In the face of a court order, Sheriff Pat Hedges recently became the latest law enforcement official to grudgingly give back pot seized from a patient with a prescription to use it.

On the last day in April, 53-year-old D. Craig Steffens of San Luis Obispo walked into the property room of the SLO County Sheriff's Department and emerged minutes later with an herbal tea bag containing his pot. He checked "to make sure it's all there." He was satisfied.

It was a seemingly effortless end to a long and familiar battle, according to Steffens, who said that this is the fourth possession charge he's seen dismissed by county courts.

Steffens said he was more concerned with the principal of the matter than the marijuana itself, which amounted to less than an ounce.

"I've had to pay a lot of money and go through a lot of hassle in order just to get this dismissed and get my property back," he said.

Steffens said that his pot was seized after he was cited for smoking it outside of the SLO County Courthouse last year. He said that he produced a state-issued medical marijuana user card, as well as a card certifying him as a caregiver--which means he can provide marijuana to a limited number of other patients--but sheriff's deputies refused to recognize their validity.
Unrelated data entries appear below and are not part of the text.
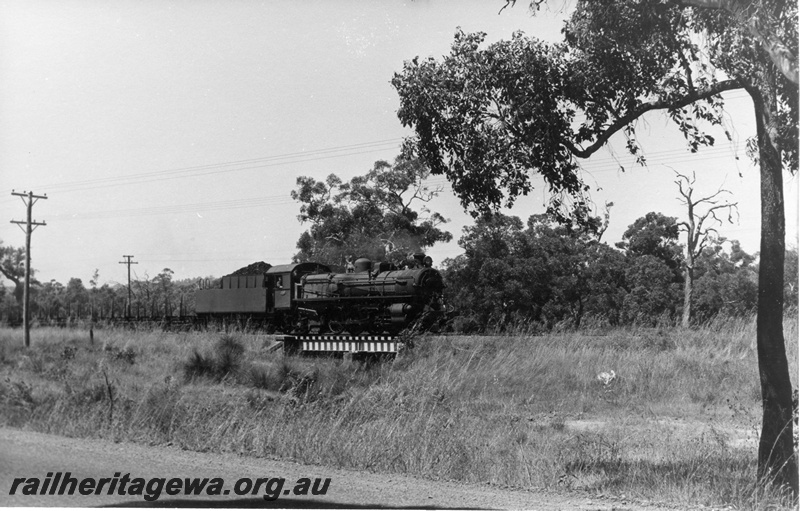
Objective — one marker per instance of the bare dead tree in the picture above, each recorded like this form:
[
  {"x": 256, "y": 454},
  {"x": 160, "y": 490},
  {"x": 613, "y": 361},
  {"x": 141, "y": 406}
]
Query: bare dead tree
[{"x": 700, "y": 226}]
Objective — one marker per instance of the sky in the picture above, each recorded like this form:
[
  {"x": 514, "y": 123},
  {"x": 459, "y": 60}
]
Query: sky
[{"x": 174, "y": 131}]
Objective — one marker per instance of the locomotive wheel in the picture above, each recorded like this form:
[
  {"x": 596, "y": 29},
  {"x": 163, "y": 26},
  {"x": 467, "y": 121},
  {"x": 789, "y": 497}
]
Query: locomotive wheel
[{"x": 355, "y": 328}]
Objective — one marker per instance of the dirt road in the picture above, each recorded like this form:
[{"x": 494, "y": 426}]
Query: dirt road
[{"x": 28, "y": 455}]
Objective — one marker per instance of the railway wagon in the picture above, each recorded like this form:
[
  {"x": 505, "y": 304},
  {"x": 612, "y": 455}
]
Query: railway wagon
[{"x": 265, "y": 299}]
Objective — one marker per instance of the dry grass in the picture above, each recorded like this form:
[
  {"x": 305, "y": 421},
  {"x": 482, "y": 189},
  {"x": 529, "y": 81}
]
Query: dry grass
[{"x": 678, "y": 423}]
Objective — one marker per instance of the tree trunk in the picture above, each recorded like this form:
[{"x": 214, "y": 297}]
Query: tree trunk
[
  {"x": 688, "y": 289},
  {"x": 776, "y": 460}
]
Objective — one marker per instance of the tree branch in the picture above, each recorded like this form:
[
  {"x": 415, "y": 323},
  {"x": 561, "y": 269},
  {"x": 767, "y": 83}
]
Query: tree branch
[
  {"x": 661, "y": 104},
  {"x": 781, "y": 55}
]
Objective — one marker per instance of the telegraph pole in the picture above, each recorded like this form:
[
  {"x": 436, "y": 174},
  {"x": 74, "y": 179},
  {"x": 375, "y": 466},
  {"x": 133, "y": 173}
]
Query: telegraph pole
[
  {"x": 129, "y": 263},
  {"x": 29, "y": 199}
]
After Steffens produced the cards in court, the District Attorney's office dropped a misdemeanor charge, yet sheriff's department officials declined to return Steffens' marijuana, which he said he uses to address ailments in part related to his time in the military.

Steffens' attorney, Lou Koory, requested that the marijuana be returned, but Hedges and county attorneys fought it in court, going so far as to appeal an earlier order demanding return of Steffens' marijuana.
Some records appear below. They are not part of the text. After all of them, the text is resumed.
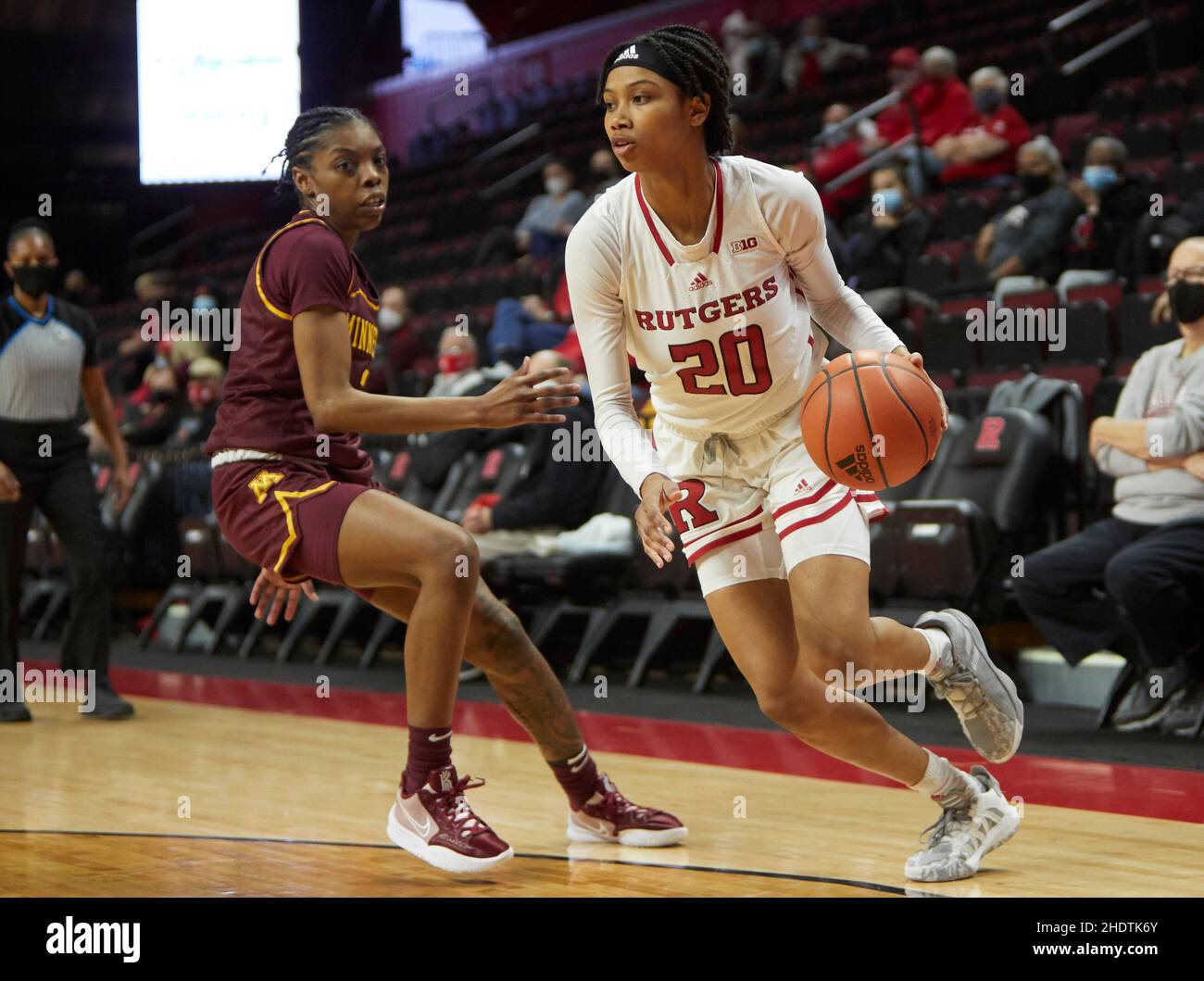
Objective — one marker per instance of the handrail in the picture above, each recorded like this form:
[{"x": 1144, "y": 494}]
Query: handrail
[
  {"x": 1072, "y": 16},
  {"x": 516, "y": 177},
  {"x": 1104, "y": 47},
  {"x": 870, "y": 163},
  {"x": 851, "y": 120}
]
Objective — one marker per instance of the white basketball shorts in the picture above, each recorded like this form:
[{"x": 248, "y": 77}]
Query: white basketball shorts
[{"x": 755, "y": 507}]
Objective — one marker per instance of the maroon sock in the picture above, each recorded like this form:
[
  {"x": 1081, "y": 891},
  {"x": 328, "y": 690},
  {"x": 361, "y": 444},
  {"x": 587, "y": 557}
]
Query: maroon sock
[
  {"x": 578, "y": 776},
  {"x": 425, "y": 754}
]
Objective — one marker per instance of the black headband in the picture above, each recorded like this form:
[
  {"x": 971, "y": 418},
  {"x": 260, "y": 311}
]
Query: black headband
[{"x": 645, "y": 56}]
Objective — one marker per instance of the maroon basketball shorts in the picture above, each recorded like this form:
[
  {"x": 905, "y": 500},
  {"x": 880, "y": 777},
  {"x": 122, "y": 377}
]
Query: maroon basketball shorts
[{"x": 287, "y": 515}]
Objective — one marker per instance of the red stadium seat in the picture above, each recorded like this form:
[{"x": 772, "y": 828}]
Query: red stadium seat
[{"x": 1110, "y": 293}]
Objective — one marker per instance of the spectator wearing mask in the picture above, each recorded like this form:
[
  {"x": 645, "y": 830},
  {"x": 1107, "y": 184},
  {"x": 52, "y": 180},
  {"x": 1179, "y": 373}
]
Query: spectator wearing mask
[
  {"x": 942, "y": 101},
  {"x": 152, "y": 421},
  {"x": 753, "y": 56},
  {"x": 557, "y": 490},
  {"x": 47, "y": 364},
  {"x": 984, "y": 151},
  {"x": 521, "y": 328},
  {"x": 1135, "y": 582},
  {"x": 550, "y": 216},
  {"x": 606, "y": 170},
  {"x": 433, "y": 453},
  {"x": 814, "y": 56},
  {"x": 1022, "y": 248},
  {"x": 404, "y": 357},
  {"x": 204, "y": 395},
  {"x": 831, "y": 159},
  {"x": 545, "y": 225},
  {"x": 892, "y": 233},
  {"x": 1104, "y": 236}
]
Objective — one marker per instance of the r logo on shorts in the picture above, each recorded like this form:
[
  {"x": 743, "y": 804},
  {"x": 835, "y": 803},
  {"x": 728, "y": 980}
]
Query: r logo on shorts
[{"x": 263, "y": 483}]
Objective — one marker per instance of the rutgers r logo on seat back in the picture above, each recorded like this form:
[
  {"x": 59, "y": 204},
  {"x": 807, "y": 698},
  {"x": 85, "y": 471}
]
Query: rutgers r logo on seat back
[{"x": 988, "y": 434}]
Sheriff's spokesman Rob Bryn said that he was unfamiliar with the finer details of the case, but said that the sheriff was concerned that releasing marijuana could violate federal law and had been trying to wait to see if the California Supreme Court would take up an appeal of a related case. It didn't.

Hedges is only the latest in a series of local law enforcement officials who have been forced by a court to return marijuana to patients who were using it for medical purposes, and Steffens has been involved in many of those cases.
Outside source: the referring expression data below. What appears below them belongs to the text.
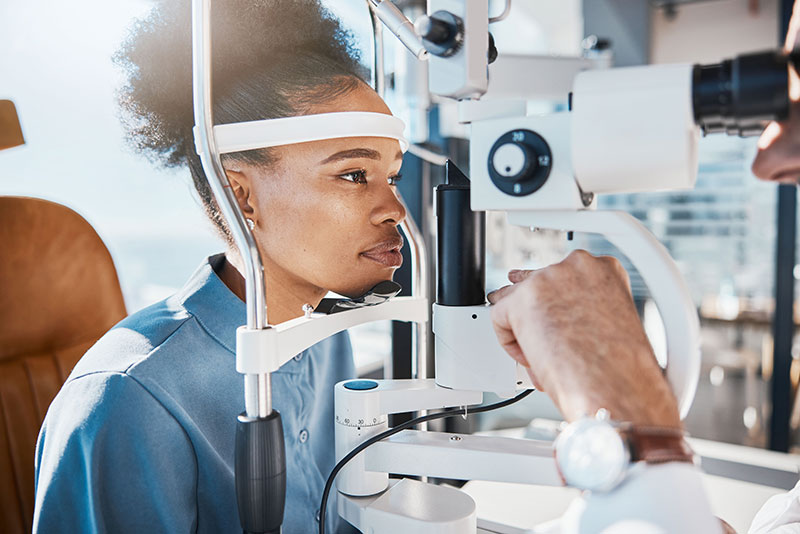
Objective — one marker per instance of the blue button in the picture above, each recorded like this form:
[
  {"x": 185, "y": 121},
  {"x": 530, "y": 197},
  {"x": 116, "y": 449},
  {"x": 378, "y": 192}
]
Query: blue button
[{"x": 361, "y": 385}]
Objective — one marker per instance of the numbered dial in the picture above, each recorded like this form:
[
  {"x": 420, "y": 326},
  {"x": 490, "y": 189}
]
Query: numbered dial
[
  {"x": 358, "y": 423},
  {"x": 520, "y": 162}
]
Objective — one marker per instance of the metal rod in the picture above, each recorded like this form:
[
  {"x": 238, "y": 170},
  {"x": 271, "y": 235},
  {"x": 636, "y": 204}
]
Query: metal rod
[
  {"x": 417, "y": 248},
  {"x": 378, "y": 71},
  {"x": 258, "y": 398}
]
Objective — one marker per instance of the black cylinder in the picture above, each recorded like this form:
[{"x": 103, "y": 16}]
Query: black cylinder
[
  {"x": 740, "y": 95},
  {"x": 461, "y": 245},
  {"x": 260, "y": 464}
]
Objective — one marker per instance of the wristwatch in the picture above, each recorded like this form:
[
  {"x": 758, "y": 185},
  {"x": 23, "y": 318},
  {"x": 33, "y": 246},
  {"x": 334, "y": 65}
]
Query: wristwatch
[{"x": 595, "y": 453}]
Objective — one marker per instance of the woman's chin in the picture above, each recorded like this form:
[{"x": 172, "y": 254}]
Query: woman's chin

"This issue's been decided. There's really no question that the medical marijuana user has the absolute right to get their property back once they've been exonerated in court," Koory said. "It's just an illustration of how [Hedges] refuses to comply with Proposition 215 even in the face of a State ID card."

While state voters have legalized the use of marijuana for medical purposes, it's still illegal under federal law.